Documentation for LoopManagers.

LoopManagers.LoopManagers
LoopManagers.MainThread
LoopManagers.MultiThread
LoopManagers.PlainCPU
LoopManagers.SingleCPU
LoopManagers.VectorizedCPU
LoopManagers.KernelAbstractions_GPU
LoopManagers.distribute

LoopManagers.LoopManagers — Module

Module LoopManagers provides computing managers to pass to functions using the performance portability module ManagedLoops. It implements the API functions defined by ManagedLoops for the provided managers. Currently supported are SIMD and/or multithreaded execution on the CPU. Offloading to GPU via CUDA and oneAPI is experimental.

Additional iteration/offloading strategies (e.g. cache-friendly iteration) can be implemented by defining new manager types and implementing specialized versions of ManagedLoops.offload.

source

LoopManagers.MainThread — Type

manager = MainThread(cpu_manager=PlainCPU(), nthreads=Threads.nthreads())

Returns a multithread manager derived from cpu_manager, initially in sequential mode. In this mode, manager behaves exactly like cpu_manager. When manager is passed to ManagedLoops.parallel, nthreads threads are spawn. The manager passed to threads works in parallel mode. In this mode, manager behaves like cpu_manager, except that the outer loop is distributed among threads. Furthermore ManagedLoops.barrier and ManagedLoops.share allow synchronisation and data-sharing across threads.

main_mgr = MainThread()
LoopManagers.parallel(main_mgr) do thread_mgr
    x = LoopManagers.share(thread_mgr) do master_mgr
        randn()
    end
    println("Thread $(Threads.threadid()) has drawn $x.")
end

source

LoopManagers.MultiThread — Type

manager = MultiThread(b=PlainCPU(), nt=Threads.nthreads())

Returns a multithread manager derived from cpu_manager, with a fork-join pattern. When manager is passed to ManagedLoops.offload, manager.nthreads threads are spawn (fork). They each work on a subset of indices. Progress continues only after all threads have finished (join), so that barrier is not needed between two uses of offload and does nothing.

Tip

It is highly recommended to pin the Julia threads to specific cores. The simplest way is probably to set JULIA_EXCLUSIVE=1 before launching Julia. See also Julia Discourse

source

LoopManagers.PlainCPU — Type

manager = PlainCPU()

Manager for sequential execution on the CPU. LLVM will try to vectorize loops marked with @simd.
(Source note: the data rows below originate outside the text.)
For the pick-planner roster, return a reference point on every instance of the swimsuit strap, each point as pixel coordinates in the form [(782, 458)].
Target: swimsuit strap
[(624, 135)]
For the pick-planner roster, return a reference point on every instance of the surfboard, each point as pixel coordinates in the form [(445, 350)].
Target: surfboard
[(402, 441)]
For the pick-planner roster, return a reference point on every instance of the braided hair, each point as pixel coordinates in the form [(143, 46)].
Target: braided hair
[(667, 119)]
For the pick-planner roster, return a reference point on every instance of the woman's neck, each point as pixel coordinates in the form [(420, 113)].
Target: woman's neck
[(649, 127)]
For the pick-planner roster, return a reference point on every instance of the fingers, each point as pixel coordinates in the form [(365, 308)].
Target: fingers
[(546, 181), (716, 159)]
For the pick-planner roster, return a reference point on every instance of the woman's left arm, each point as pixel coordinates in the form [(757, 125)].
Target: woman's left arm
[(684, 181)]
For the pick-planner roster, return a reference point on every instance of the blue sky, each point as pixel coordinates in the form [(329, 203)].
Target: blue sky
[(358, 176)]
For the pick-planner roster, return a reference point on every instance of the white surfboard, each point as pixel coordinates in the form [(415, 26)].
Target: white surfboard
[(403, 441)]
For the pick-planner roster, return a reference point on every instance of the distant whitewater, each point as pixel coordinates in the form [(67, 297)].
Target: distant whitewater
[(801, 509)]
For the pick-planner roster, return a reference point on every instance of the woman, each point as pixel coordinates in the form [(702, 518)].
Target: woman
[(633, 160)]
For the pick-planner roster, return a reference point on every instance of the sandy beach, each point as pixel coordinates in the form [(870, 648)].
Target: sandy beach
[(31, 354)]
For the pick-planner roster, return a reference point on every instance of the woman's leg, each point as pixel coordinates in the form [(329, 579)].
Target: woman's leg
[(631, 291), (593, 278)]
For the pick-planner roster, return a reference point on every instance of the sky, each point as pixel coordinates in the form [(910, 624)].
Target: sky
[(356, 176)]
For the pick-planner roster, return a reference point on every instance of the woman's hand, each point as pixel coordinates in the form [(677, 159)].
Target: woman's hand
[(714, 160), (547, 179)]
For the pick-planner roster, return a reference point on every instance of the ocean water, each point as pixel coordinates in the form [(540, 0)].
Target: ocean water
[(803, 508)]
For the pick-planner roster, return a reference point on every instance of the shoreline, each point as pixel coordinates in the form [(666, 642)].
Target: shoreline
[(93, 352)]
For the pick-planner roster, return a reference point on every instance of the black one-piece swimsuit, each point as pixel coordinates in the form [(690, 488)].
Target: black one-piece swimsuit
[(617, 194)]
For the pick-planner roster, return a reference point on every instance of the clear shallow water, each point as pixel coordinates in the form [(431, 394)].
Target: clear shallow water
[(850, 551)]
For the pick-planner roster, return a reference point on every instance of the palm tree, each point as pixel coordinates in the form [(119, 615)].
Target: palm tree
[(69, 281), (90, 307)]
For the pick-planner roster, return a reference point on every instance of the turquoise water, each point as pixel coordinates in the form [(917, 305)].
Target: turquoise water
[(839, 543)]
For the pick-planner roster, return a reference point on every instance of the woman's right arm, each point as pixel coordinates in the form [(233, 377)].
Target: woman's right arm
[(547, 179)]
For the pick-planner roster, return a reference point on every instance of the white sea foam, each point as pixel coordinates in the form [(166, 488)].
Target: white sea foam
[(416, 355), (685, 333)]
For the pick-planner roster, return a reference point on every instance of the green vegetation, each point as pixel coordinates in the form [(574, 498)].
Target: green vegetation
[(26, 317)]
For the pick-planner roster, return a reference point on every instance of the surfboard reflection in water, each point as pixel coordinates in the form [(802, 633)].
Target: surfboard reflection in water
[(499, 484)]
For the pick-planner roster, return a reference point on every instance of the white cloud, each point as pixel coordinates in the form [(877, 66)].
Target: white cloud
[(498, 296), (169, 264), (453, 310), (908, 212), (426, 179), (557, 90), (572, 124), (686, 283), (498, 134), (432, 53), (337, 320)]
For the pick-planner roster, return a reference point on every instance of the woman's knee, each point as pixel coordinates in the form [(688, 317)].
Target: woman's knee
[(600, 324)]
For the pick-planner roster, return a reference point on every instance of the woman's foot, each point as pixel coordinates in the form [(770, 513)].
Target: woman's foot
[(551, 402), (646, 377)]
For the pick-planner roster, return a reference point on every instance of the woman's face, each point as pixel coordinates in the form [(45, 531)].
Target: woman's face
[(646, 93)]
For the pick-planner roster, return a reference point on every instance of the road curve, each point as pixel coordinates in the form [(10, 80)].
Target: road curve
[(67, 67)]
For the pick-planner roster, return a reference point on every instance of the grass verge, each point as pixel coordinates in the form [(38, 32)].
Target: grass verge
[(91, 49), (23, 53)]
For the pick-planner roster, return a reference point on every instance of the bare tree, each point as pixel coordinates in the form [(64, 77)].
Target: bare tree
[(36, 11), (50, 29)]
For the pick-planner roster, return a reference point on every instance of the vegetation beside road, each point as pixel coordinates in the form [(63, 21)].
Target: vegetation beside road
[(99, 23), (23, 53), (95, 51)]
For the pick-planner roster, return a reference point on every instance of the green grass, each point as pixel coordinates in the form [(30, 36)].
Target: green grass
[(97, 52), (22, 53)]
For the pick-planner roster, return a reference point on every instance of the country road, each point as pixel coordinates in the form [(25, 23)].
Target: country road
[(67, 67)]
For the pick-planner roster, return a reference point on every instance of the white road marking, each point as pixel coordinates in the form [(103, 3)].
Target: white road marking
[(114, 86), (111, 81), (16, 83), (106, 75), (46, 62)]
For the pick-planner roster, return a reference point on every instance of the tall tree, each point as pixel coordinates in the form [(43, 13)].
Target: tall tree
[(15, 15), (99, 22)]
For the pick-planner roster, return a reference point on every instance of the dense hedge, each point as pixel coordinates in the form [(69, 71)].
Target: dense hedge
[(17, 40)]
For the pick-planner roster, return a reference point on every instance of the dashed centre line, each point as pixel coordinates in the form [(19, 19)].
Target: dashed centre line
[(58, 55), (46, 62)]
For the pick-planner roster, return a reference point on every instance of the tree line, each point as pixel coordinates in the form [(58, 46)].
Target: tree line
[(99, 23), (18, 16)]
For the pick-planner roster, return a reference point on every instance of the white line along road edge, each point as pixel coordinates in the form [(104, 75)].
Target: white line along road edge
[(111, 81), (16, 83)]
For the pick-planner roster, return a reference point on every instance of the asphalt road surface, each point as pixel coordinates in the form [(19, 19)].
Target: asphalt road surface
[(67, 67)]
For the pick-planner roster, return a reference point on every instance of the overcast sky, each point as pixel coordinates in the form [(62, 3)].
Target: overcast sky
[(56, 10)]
This works mostly for simple loops and arithmetic computations. For Julia-side vectorization, especially of mathematical functions, see `VectorizedCPU'.

source

LoopManagers.SingleCPU — Type

abstract type SingleCPU<:HostManager end

Parent type for manager executing on a single core. Derived types should specialize distribute[@ref] or offload_single[@ref] and leave offload as it is.

source

LoopManagers.VectorizedCPU — Type

manager = VectorizedCPU()

Returns a manager for executing loops with optional explicit SIMD vectorization. Only inner loops marked with @vec will use explicit vectorization. If this causes errors, use @simd instead of @vec. Vectorization of loops marked with @simd is left to the Julia/LLVM compiler, as with PlainCPU.

Note

ManagedLoops.no_simd(::VectorizedCPU) returns a PlainCPU.

source

LoopManagers.KernelAbstractions_GPU — Function

gpu = KernelAbstractions_GPU(gpu::KernelAbstractions.GPU, ArrayType)
# examples
gpu = KernelAbstractions_GPU(CUDABackend(), CuArray)
gpu = KernelAbstractions_GPU(ROCBackend(), ROCArray)
gpu = KernelAbstractions_GPU(oneBackend(), oneArray)
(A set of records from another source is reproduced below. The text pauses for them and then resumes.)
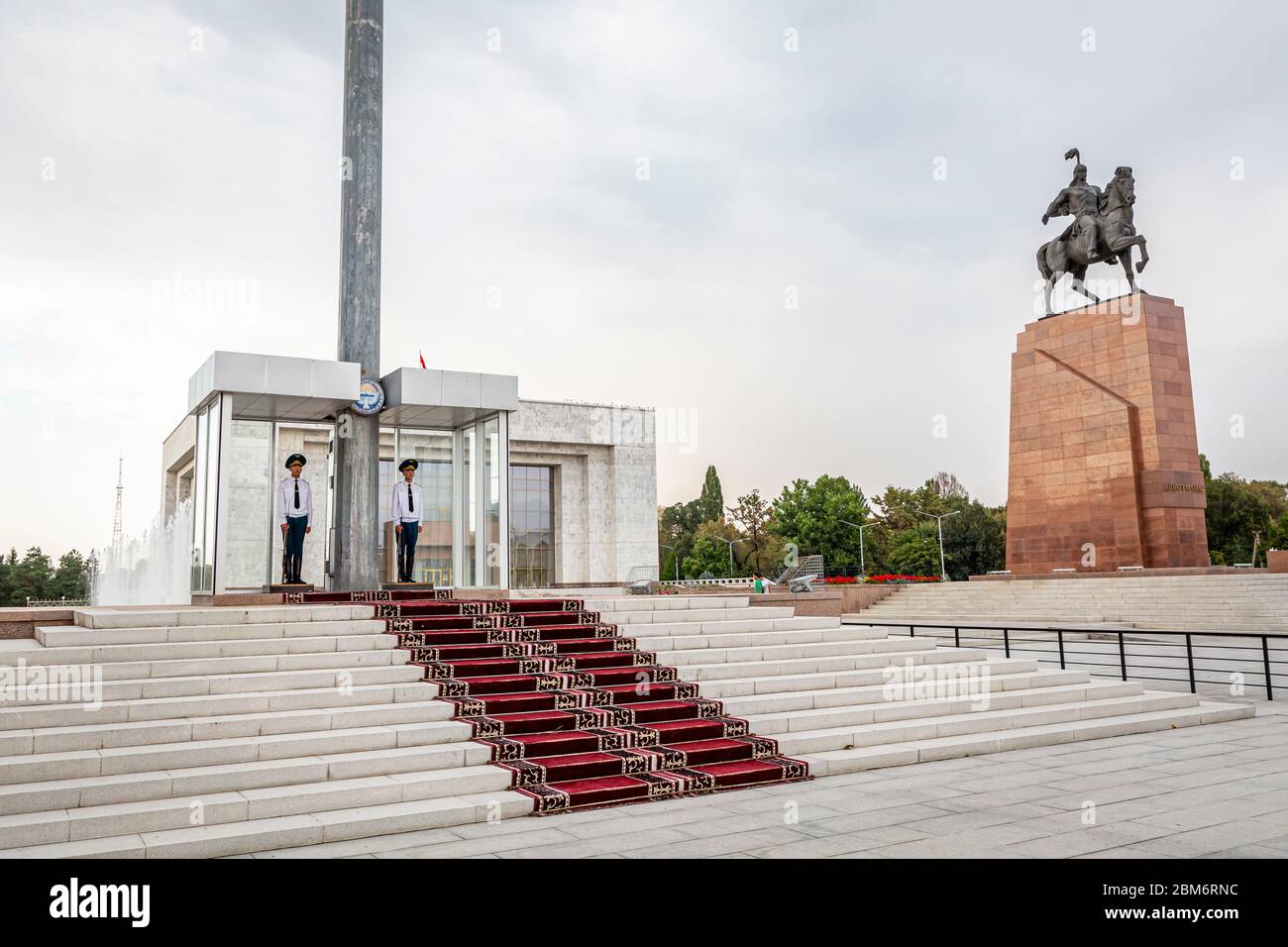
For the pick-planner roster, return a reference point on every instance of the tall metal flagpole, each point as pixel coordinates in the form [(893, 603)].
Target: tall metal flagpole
[(359, 437)]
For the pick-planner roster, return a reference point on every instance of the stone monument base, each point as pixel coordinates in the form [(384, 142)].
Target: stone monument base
[(1104, 466)]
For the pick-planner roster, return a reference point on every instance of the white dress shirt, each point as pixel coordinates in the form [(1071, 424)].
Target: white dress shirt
[(286, 500), (398, 512)]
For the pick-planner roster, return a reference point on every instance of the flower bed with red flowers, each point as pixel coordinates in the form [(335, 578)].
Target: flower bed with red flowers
[(884, 579), (889, 579)]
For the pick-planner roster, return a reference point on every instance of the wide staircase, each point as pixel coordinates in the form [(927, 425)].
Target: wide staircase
[(1216, 603), (231, 731)]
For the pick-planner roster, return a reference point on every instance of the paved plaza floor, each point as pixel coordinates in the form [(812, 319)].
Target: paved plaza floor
[(1219, 789)]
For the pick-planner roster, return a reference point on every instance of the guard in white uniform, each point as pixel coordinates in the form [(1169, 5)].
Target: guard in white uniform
[(406, 512), (295, 517)]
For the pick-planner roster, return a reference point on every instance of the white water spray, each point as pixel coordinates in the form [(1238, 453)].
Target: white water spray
[(151, 570)]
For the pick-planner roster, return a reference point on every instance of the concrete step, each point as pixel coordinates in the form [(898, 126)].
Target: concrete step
[(995, 677), (210, 648), (632, 620), (248, 664), (755, 654), (748, 639), (665, 603), (776, 682), (1078, 706), (874, 718), (78, 823), (104, 736), (44, 715), (446, 738), (191, 685), (455, 775), (108, 617), (286, 831), (71, 635), (901, 651), (833, 762), (745, 625)]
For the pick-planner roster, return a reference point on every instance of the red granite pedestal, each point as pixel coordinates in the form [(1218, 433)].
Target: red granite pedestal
[(1104, 467)]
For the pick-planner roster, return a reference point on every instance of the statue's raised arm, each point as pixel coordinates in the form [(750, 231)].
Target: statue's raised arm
[(1102, 231)]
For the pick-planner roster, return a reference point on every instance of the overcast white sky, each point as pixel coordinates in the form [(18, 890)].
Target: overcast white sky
[(146, 146)]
Returns a manager that offloads computations to a KernelAbstractions GPU backend. The returned manager will call ArrayType(data) when it needs to transfer data to the device.

Note

While KA_GPU is always available, implementations of [offload] are available only if the module KernelAbstractions is loaded by the main program or its dependencies.

source

LoopManagers.distribute — Method

Divide work among vectorized CPU threads.

source